Undeterred, Ongaro organized a September 16 meeting in Bella Vista, Tucumán, to support a sugarmill workers' strike led by Atilio Santillán. Reunited with other former CGTA allies including Agustín Tosco and steelworkers Francisco "Barba" Gutiérrez and Alberto Piccinini, Ongaro organized a conflict resolution committee geared for the defense of targeted unions. Piccinini's November election as shop steward at steelmaker ACINDAR's Villa Constitución plant eventually led to the March 1975 mass arrests of those at the plant as well as those of Ongaro and others at the committee.

Allowed a radio, he learned of the May 7 murder of his teenage son, Alfredo Máximo Ongaro, at the hands of the Triple A, and, upon his August 29 release, he was deported to Lima, Peru; Mrs. Ongaro and her remaining children had left days earlier, and only the warden's precautions prevented Ongaro's abduction and murder by the Triple A. The overthrow of Peru's populist dictator, Juan Velasco Alvarado, the following day led to an increasingly hostile climate for left-wing Argentine exiles in general, and Ongaro departed for Spain in June 1976.

Supported by Spanish sympathizers, European radio and TV interviews and remittances from the FGB itself, the Ongaros returned in March 1984, three months after Argentina's return to democracy.

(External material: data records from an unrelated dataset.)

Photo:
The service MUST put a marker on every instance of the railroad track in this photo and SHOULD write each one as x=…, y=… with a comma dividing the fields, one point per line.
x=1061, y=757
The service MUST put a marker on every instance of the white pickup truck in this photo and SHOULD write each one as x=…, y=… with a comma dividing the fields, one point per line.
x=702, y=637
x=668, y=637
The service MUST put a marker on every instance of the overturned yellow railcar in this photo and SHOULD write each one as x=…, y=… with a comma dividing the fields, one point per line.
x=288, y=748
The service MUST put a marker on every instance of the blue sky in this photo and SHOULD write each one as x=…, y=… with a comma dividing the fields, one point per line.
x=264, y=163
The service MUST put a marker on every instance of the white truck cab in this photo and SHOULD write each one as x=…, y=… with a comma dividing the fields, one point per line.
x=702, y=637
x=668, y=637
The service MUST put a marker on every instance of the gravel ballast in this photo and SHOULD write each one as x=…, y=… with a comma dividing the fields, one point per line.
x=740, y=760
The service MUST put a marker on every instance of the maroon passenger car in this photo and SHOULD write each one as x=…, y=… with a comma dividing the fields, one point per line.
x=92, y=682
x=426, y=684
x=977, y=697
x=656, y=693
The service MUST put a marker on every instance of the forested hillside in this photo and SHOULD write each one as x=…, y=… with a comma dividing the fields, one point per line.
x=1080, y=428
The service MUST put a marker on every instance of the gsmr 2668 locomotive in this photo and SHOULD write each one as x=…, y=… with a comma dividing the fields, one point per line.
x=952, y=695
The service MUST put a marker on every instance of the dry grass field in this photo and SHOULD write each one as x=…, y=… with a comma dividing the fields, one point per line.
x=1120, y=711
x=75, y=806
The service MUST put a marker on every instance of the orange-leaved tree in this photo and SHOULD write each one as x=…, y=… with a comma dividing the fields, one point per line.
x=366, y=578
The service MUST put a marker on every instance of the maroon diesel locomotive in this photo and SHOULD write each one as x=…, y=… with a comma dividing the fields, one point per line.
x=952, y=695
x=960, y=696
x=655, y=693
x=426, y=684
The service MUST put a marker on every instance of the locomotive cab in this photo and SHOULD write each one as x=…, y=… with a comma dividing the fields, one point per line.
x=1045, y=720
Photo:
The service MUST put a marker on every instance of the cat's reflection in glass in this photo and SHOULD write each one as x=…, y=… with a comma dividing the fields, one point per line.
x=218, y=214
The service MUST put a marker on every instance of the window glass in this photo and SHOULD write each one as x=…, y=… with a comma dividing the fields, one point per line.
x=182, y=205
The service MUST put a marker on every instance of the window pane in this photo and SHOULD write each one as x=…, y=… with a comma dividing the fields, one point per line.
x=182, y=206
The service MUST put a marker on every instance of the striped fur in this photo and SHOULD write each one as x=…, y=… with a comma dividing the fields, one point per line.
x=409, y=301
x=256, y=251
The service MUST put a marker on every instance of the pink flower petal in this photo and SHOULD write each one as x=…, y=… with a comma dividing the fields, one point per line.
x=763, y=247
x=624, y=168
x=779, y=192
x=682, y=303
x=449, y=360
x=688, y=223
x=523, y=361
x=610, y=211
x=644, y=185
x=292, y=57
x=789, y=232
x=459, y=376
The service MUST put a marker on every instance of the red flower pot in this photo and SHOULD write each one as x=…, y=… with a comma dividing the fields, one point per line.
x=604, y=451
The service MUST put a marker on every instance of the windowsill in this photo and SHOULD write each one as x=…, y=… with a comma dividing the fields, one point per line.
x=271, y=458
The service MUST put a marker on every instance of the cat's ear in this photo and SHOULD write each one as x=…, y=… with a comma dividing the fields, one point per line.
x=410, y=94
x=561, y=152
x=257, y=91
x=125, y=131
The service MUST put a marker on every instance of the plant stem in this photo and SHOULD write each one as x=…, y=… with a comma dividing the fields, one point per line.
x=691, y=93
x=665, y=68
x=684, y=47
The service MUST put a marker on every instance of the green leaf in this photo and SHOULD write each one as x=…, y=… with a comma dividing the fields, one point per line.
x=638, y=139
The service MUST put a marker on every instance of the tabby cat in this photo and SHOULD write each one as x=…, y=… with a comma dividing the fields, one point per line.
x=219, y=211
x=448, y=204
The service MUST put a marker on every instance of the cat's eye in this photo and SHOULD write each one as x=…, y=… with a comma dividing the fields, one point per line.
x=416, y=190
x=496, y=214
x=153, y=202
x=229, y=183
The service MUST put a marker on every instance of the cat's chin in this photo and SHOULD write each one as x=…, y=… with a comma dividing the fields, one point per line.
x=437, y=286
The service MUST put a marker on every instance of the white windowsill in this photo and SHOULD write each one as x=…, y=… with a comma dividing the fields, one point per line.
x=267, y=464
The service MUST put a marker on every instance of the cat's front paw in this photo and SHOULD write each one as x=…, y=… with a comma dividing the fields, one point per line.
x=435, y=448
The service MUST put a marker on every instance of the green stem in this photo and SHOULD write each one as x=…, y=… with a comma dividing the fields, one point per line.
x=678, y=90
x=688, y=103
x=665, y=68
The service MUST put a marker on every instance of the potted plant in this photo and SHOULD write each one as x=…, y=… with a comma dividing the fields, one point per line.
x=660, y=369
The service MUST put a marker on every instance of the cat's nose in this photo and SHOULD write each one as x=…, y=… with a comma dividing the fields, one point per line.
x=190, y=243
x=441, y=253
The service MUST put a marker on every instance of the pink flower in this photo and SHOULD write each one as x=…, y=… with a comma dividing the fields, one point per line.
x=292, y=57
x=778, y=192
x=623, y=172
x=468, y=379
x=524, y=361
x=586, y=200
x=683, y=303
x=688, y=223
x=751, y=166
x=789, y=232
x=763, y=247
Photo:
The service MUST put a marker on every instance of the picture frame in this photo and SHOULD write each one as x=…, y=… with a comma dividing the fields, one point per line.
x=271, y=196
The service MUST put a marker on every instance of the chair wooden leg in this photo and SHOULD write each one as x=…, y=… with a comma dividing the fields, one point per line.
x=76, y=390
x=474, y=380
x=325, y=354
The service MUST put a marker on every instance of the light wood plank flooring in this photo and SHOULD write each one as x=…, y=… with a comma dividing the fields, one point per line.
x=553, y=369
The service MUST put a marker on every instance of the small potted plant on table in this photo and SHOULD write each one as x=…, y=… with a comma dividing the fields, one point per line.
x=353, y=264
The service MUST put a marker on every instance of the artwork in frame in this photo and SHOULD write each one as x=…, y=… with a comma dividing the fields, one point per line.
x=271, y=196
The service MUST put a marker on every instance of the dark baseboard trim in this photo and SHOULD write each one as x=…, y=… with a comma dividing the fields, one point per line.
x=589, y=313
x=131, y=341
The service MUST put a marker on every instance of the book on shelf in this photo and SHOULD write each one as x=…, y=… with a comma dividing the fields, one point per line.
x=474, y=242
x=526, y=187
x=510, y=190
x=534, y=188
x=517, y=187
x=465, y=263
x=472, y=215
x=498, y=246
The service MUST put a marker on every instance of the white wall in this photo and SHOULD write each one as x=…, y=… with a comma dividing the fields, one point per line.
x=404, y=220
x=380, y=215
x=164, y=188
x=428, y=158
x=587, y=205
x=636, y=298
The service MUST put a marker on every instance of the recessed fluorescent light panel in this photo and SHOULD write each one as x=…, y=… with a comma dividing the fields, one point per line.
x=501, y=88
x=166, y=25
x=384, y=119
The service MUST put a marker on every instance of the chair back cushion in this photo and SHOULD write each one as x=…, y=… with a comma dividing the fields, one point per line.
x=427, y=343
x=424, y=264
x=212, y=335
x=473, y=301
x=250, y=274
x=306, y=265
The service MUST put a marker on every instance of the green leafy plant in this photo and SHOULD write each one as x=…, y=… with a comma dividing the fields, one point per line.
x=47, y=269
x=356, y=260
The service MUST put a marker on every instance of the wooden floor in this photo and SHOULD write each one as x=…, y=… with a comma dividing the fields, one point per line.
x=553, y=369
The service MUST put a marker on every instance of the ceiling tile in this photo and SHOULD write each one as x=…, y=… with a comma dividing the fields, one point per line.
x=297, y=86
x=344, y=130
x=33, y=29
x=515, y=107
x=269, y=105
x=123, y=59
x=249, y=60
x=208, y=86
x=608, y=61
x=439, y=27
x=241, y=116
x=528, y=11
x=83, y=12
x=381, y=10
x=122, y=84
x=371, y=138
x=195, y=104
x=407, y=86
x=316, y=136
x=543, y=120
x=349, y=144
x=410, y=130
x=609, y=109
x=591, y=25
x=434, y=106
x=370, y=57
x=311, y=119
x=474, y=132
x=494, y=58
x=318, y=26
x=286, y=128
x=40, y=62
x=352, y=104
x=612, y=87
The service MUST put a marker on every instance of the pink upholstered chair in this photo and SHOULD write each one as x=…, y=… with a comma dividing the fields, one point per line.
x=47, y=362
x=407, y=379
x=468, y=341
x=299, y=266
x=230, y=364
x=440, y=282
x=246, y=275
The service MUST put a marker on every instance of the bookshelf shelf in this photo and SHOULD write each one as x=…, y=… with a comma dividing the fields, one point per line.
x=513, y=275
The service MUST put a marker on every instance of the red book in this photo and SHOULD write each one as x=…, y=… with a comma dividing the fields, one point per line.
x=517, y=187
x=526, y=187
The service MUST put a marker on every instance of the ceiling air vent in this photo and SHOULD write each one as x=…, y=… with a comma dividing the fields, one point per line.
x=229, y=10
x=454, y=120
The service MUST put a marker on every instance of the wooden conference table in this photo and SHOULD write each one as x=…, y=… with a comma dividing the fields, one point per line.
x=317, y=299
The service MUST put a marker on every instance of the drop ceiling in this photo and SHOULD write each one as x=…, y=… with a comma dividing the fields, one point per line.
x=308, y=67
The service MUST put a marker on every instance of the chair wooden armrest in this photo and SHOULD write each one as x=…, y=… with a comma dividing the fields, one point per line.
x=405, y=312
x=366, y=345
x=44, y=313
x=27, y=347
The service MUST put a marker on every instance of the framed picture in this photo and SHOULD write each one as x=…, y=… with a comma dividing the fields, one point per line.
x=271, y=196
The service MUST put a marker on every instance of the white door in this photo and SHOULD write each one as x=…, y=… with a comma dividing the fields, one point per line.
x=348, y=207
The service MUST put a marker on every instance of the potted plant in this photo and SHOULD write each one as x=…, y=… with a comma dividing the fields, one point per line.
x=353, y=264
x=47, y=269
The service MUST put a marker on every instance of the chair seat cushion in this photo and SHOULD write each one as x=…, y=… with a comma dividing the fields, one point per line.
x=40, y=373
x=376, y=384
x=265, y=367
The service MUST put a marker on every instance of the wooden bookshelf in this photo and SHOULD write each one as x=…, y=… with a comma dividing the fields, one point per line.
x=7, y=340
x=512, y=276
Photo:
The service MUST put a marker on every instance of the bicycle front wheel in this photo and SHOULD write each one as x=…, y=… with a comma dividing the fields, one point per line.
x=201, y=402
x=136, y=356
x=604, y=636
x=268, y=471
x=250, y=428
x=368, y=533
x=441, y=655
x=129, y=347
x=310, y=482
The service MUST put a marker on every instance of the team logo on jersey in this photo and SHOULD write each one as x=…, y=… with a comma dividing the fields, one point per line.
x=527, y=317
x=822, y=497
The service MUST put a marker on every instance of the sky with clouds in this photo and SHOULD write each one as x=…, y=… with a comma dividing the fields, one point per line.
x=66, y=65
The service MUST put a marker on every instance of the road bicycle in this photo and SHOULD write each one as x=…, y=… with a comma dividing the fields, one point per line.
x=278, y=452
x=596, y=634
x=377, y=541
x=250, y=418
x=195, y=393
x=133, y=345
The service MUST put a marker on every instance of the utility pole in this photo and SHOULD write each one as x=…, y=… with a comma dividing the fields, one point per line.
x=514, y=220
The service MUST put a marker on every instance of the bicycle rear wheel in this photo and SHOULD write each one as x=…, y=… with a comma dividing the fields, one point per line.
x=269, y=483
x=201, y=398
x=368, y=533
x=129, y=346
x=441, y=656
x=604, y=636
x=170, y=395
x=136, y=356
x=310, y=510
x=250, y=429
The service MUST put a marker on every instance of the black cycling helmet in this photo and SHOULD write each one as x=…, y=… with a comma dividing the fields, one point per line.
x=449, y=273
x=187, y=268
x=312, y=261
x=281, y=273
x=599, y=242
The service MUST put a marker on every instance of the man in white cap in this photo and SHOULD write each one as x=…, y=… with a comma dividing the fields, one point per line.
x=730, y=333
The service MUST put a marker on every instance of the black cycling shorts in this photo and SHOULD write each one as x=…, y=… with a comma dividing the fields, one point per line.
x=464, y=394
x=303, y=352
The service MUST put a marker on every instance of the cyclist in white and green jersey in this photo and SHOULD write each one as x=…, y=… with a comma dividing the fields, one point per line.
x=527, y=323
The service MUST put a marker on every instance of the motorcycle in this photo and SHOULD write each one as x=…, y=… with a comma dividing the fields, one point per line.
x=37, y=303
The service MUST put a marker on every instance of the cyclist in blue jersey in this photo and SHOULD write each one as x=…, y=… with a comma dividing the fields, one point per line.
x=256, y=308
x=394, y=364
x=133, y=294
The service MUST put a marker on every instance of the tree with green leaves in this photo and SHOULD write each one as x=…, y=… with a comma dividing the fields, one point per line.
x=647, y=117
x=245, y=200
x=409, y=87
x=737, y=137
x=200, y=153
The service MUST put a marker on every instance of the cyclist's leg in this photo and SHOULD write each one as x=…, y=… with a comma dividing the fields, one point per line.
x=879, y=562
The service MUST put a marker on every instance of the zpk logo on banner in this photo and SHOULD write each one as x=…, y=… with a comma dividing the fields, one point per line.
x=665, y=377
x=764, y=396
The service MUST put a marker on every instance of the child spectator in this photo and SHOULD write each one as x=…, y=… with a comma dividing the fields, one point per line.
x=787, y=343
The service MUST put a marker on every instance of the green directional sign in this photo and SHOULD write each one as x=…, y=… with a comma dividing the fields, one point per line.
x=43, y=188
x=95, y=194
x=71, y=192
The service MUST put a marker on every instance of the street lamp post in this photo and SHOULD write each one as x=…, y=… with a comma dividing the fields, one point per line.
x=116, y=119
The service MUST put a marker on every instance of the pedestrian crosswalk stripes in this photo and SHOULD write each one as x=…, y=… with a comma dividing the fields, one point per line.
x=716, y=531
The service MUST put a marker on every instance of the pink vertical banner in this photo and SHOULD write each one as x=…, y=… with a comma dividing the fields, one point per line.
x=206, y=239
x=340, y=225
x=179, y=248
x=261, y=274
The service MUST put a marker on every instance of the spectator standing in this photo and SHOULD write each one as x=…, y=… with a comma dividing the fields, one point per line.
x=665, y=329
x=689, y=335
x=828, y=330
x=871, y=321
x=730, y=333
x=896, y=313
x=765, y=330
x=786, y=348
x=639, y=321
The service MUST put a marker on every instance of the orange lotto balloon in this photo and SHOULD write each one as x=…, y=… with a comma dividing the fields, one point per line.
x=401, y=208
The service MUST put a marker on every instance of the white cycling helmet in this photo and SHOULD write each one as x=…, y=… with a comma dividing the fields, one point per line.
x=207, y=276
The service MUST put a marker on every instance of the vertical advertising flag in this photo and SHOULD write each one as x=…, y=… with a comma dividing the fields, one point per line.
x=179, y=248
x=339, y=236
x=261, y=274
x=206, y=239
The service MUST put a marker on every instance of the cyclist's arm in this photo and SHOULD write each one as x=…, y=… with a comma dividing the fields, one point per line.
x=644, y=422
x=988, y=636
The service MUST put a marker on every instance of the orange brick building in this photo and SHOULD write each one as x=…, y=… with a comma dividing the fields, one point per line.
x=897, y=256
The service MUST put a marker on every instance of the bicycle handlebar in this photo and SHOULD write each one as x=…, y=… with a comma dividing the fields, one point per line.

==Ongaro's return to the FGB==
Ongaro was reelected Secretary General of the FGB, which, despite its recent ordeal, still counted with around 25,000 members and remained Argentina's largest print workers' union. Welcomed into the CGT by Secretary General Saúl Ubaldini (a colleague of Ongaro's at the ILO), the FGB became less prominent as one of the smallest of the CGT's 62 unions. Ongaro, who earned renown for his uncompromising stance against anti-labor policies two decades earlier, concurred with the CGT's grudging support of the anti-labor President Carlos Menem (a Justicialist candidate elected with the CGT's support in 1989). Adverse to conflict, Ongaro refused to condemn Menem's October 1989 pardon of those who led Argentina's last dictatorship during its infamous 1976-79 campaign of human rights abuses.

Ongaro also kept a low profile during the advent of free market policies that ushered in an unprecedented era of corporate takeovers and mergers in Argentina during the 1990s. One such takeover, that of Editorial Atlántida (Argentina's leading magazine publisher) by Editorial Perfil in 1998, led to differences between affected employees and Ongaro, himself, who did not oppose the merger. The event led to strain between Ongaro and the FGB rank-and-file, though he has since been reelected as their Secretary General. The FGB's relatively conciliatory stance in collective bargaining negotiations fostered the emergence in 2011 of a rival faction, the Eduardo Ayala Classist Graphics Group.

Having led Argentina's largest print workers' unions, the FGB, since 1966, Ongaro became the dean of Argentine labor leaders.